Vicente Pérez, director ejecutivo de Fedeagro, indicó este miércoles que no han sido consultados para elaborar la propuesta de la ley del café que debate la Asamblea Nacional (AN). Era «de 14 artículos», luego el gobierno hizo observaciones y subió a más de 40, y ahora tiene poco más de 30 artículos, resumió.
La norma «es bien intencionada», porque se habla de incentivar y fomentar, «y nadie se va a oponer a eso», pero «es una ley estatista». La ley no deja espacio para el sector privado, aunque «el sector privado es el que conoce» el sector. El paradigma «del papá Estado ya no funciona», aseveró. Tampoco establece de dónde saldrán los recursos.
El dirigente tomó el ejemplo de Colombia, y consideró que es un camino a seguir.
«Debenos cambiar el paradigma y cambiar el esquema» para que participe el sector privado y se trabaje la parafiscalidad agrícola.
Aumentó la producción a pulmón propio
Pérez precisó que el sector café «ha tenido una recuperación» en Venezuela. «Hasta finales de 1990, se producían 1,8 millones de quintales de café», hasta que se reguló el precio del café y se implementaron «políticas negativas agrícolas».

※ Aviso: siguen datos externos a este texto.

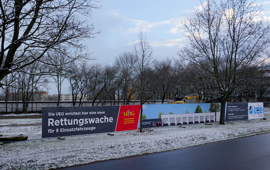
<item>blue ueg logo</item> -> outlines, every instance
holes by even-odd
[[[251,114],[254,112],[254,114],[262,113],[263,109],[262,107],[256,107],[254,106],[254,108],[252,106],[250,106],[249,109],[249,114]]]

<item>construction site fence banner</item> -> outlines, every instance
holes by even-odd
[[[163,114],[219,113],[220,107],[220,103],[218,103],[152,104],[143,105],[143,112],[148,120],[161,118]],[[226,103],[225,111],[226,121],[261,118],[264,116],[262,103]],[[214,116],[216,117],[216,116]],[[218,119],[216,121],[219,121],[219,117]]]
[[[140,105],[42,108],[42,138],[136,130]]]
[[[226,103],[225,121],[247,120],[247,103]]]
[[[262,119],[264,117],[263,103],[248,103],[249,119]]]

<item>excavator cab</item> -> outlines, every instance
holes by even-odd
[[[173,104],[183,104],[185,103],[185,100],[186,99],[195,99],[196,103],[199,103],[199,96],[197,94],[192,94],[190,96],[184,96],[183,97],[183,98],[181,100],[181,98],[179,97],[174,97],[174,100],[168,102],[167,103]]]

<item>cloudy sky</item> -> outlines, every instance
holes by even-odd
[[[270,1],[256,2],[264,9],[261,16],[270,21]],[[187,43],[179,28],[181,23],[194,8],[200,8],[200,3],[198,0],[101,0],[97,5],[102,6],[94,10],[88,20],[101,33],[83,43],[97,59],[91,62],[111,64],[119,54],[133,50],[140,27],[154,48],[155,58],[177,57],[177,52]],[[57,94],[54,86],[51,87],[50,93]],[[63,90],[64,93],[69,92]]]

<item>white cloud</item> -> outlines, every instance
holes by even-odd
[[[181,42],[183,41],[183,40],[181,39],[171,39],[165,41],[149,41],[149,44],[153,47],[172,47],[173,46],[182,46]],[[139,40],[136,40],[135,42],[130,42],[128,44],[129,45],[133,45],[139,42]]]
[[[183,40],[182,39],[178,39],[165,41],[150,41],[149,43],[153,47],[172,47],[176,45],[180,46],[181,43],[182,41]]]
[[[182,31],[181,29],[179,28],[181,26],[181,23],[183,21],[184,17],[181,17],[178,18],[172,18],[170,20],[165,20],[157,22],[151,22],[145,20],[141,20],[132,19],[122,16],[117,12],[114,11],[112,14],[114,17],[120,19],[124,21],[130,22],[134,25],[132,28],[120,28],[116,31],[125,34],[137,33],[140,27],[143,29],[144,31],[150,31],[154,28],[165,25],[170,26],[170,29],[165,33],[170,33],[173,34],[177,34]]]

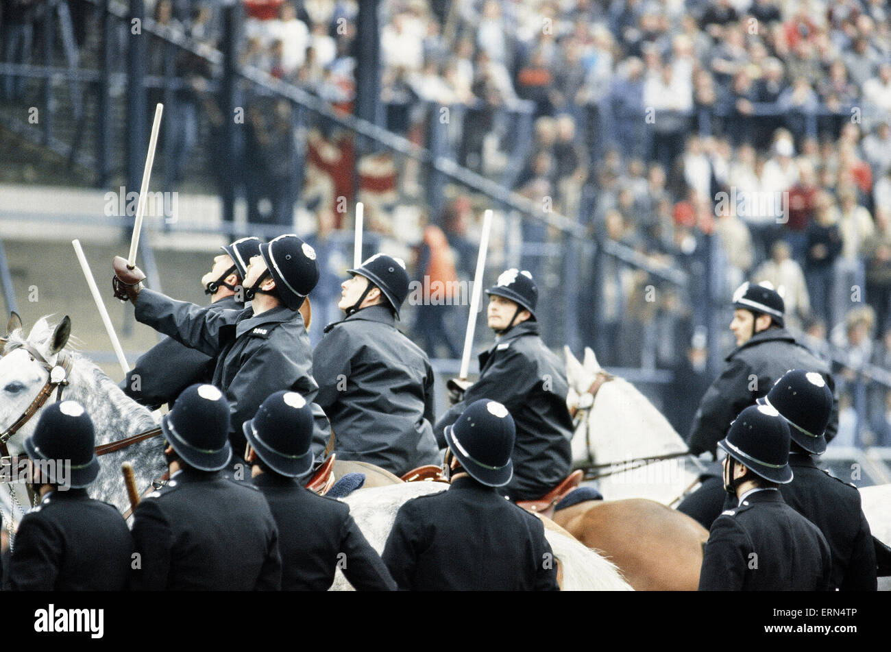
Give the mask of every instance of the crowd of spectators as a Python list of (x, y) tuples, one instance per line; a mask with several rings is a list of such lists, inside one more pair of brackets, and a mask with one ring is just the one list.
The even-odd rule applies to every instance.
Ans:
[[(147, 4), (156, 20), (218, 42), (213, 4)], [(243, 64), (352, 110), (356, 0), (246, 0), (245, 6)], [(508, 179), (536, 202), (549, 198), (554, 211), (592, 238), (626, 245), (655, 264), (695, 275), (716, 241), (728, 297), (744, 280), (781, 286), (789, 324), (847, 352), (851, 367), (839, 368), (846, 401), (859, 400), (850, 371), (857, 360), (887, 366), (888, 3), (388, 0), (380, 6), (388, 129), (423, 144), (421, 127), (437, 115), (429, 107), (448, 107), (456, 161)], [(12, 28), (7, 18), (2, 29), (19, 35), (20, 47), (17, 14), (9, 15)], [(267, 117), (267, 127), (286, 131), (284, 109), (276, 110), (281, 119)], [(519, 149), (518, 116), (532, 124)], [(250, 115), (249, 125), (261, 122)], [(255, 152), (268, 149), (261, 135)], [(183, 151), (194, 139), (192, 130)], [(521, 159), (511, 159), (518, 151)], [(267, 167), (292, 169), (293, 152), (279, 156), (284, 163)], [(287, 214), (293, 198), (270, 200)], [(465, 249), (473, 244), (453, 228), (454, 212), (452, 202), (433, 221), (457, 250), (456, 273), (466, 278), (472, 254)], [(535, 232), (549, 237), (524, 229), (527, 237)], [(428, 232), (419, 266), (433, 241)], [(615, 260), (601, 261), (599, 273), (600, 287), (587, 297), (596, 312), (588, 335), (601, 343), (602, 362), (701, 367), (701, 350), (714, 343), (696, 328), (695, 292), (665, 289), (658, 301), (642, 301), (651, 282), (646, 273)], [(871, 429), (876, 441), (891, 444), (891, 397), (875, 393)]]

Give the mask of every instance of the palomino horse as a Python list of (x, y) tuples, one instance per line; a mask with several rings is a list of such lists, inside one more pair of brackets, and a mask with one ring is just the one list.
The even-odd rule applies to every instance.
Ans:
[[(399, 481), (390, 485), (360, 489), (341, 500), (349, 505), (350, 514), (365, 539), (380, 554), (402, 504), (409, 499), (444, 491), (447, 487), (441, 482)], [(613, 564), (585, 548), (547, 518), (542, 520), (545, 524), (544, 534), (560, 563), (563, 591), (631, 590), (632, 587)], [(351, 588), (339, 569), (331, 588), (335, 591)]]
[(696, 591), (708, 531), (686, 514), (645, 498), (584, 501), (554, 513), (588, 548), (622, 571), (634, 591)]
[[(580, 410), (573, 437), (576, 467), (596, 465), (600, 490), (609, 500), (585, 501), (557, 511), (554, 521), (615, 562), (638, 591), (695, 591), (702, 543), (708, 532), (666, 505), (696, 485), (698, 461), (678, 457), (683, 441), (631, 383), (609, 377), (590, 348), (581, 364), (566, 348), (570, 407), (593, 390), (593, 404)], [(641, 464), (632, 468), (631, 460)], [(630, 470), (623, 470), (630, 469)], [(650, 499), (650, 500), (648, 500)]]
[[(50, 370), (57, 365), (66, 366), (69, 371), (65, 382), (53, 388), (45, 404), (57, 400), (59, 388), (61, 400), (81, 403), (95, 426), (97, 445), (154, 428), (157, 424), (149, 410), (127, 397), (92, 362), (66, 348), (69, 331), (68, 317), (54, 327), (44, 317), (27, 338), (18, 328), (5, 338), (4, 355), (0, 357), (0, 432), (25, 414), (43, 387), (50, 387)], [(10, 454), (22, 454), (21, 443), (34, 432), (39, 417), (38, 410), (12, 436), (8, 441)], [(133, 465), (136, 485), (142, 490), (164, 472), (161, 452), (161, 437), (156, 437), (100, 458), (102, 470), (90, 485), (91, 495), (125, 509), (128, 501), (121, 463), (129, 461)], [(0, 496), (4, 525), (11, 526), (26, 509), (25, 485), (4, 484), (0, 487)]]

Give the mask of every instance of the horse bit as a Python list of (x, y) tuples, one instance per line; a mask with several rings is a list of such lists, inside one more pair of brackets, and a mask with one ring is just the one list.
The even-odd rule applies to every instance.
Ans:
[[(68, 385), (68, 379), (71, 373), (71, 356), (68, 355), (65, 351), (60, 351), (59, 355), (56, 359), (56, 364), (54, 366), (50, 365), (46, 359), (41, 355), (39, 351), (34, 348), (30, 344), (19, 344), (12, 346), (15, 348), (24, 348), (25, 351), (31, 356), (31, 361), (37, 361), (40, 365), (49, 371), (49, 378), (44, 384), (44, 387), (37, 393), (37, 395), (31, 402), (31, 404), (28, 406), (24, 412), (12, 423), (12, 426), (7, 428), (2, 433), (0, 433), (0, 460), (8, 459), (10, 464), (12, 463), (12, 457), (9, 452), (9, 447), (6, 443), (15, 435), (22, 426), (24, 426), (28, 421), (33, 417), (40, 408), (44, 406), (46, 403), (46, 399), (50, 397), (53, 394), (53, 390), (56, 390), (56, 401), (61, 400), (61, 390)], [(18, 497), (15, 495), (15, 489), (12, 488), (12, 483), (9, 484), (10, 495), (16, 504), (20, 505)], [(31, 507), (34, 507), (37, 501), (37, 495), (34, 493), (33, 488), (30, 485), (28, 487), (29, 502)], [(12, 524), (10, 524), (12, 526)], [(12, 533), (11, 533), (12, 534)]]

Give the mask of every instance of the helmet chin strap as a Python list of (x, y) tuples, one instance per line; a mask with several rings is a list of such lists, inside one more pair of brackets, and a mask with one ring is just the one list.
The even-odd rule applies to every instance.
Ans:
[(522, 306), (520, 306), (519, 304), (518, 304), (517, 305), (517, 309), (515, 311), (513, 311), (513, 316), (511, 317), (511, 321), (508, 322), (507, 326), (505, 326), (504, 328), (501, 329), (500, 330), (495, 330), (495, 334), (501, 336), (501, 335), (503, 335), (504, 333), (506, 333), (511, 329), (512, 329), (513, 328), (513, 322), (517, 321), (517, 317), (519, 316), (519, 313), (520, 313), (521, 310), (526, 310), (526, 308), (524, 308)]
[(736, 490), (740, 488), (740, 485), (748, 479), (748, 469), (740, 476), (740, 477), (733, 477), (733, 471), (736, 469), (736, 464), (738, 463), (733, 458), (728, 458), (727, 471), (724, 474), (723, 485), (724, 491), (732, 496), (736, 495)]
[(377, 287), (378, 286), (374, 285), (371, 281), (369, 281), (368, 285), (365, 286), (365, 289), (363, 290), (361, 295), (359, 295), (358, 300), (355, 304), (350, 306), (348, 308), (347, 308), (347, 316), (348, 317), (349, 315), (358, 312), (359, 306), (362, 306), (362, 302), (365, 300), (365, 297), (367, 297), (368, 293)]
[(244, 290), (244, 300), (252, 301), (254, 297), (256, 297), (258, 294), (274, 295), (275, 294), (274, 292), (268, 292), (265, 289), (260, 289), (260, 286), (263, 285), (263, 281), (271, 276), (272, 274), (269, 273), (268, 269), (262, 274), (260, 274), (260, 278), (257, 280), (257, 282), (255, 282), (252, 286), (247, 288)]
[(213, 296), (219, 291), (220, 288), (228, 288), (233, 292), (234, 292), (235, 286), (229, 285), (229, 283), (225, 282), (225, 277), (237, 271), (238, 268), (235, 265), (233, 265), (232, 267), (227, 269), (225, 272), (223, 273), (223, 274), (218, 279), (217, 279), (217, 281), (211, 281), (209, 283), (207, 284), (207, 286), (204, 289), (204, 294), (209, 294)]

En los últimso cinco o seis años «el rubro se ha recuperado» y se ha sobrepasado el 1,8 millones de quintales gracias a la liberación de los precios y a que ha abido precios internacionales buenos, explicó el dirigente en entrevista para el programa Entre Líneas que transmite Unión Radio 90.3 FM.
Este es un rubro familiar, destacó, y ha habido regreso a la producción.
Una hectárea puede costar unos 8 mil dólares en dos años, estimó. «Los productores de café tienen dos o tres hectáreas», son productores modestos. Se necesita capacidad técnica e insumos, y 80 % del costo es lal mano de obra «porque todo es manual».
El cultivo necesita electricidad, desarrollo rural, carreteras, escuelas, enumeró.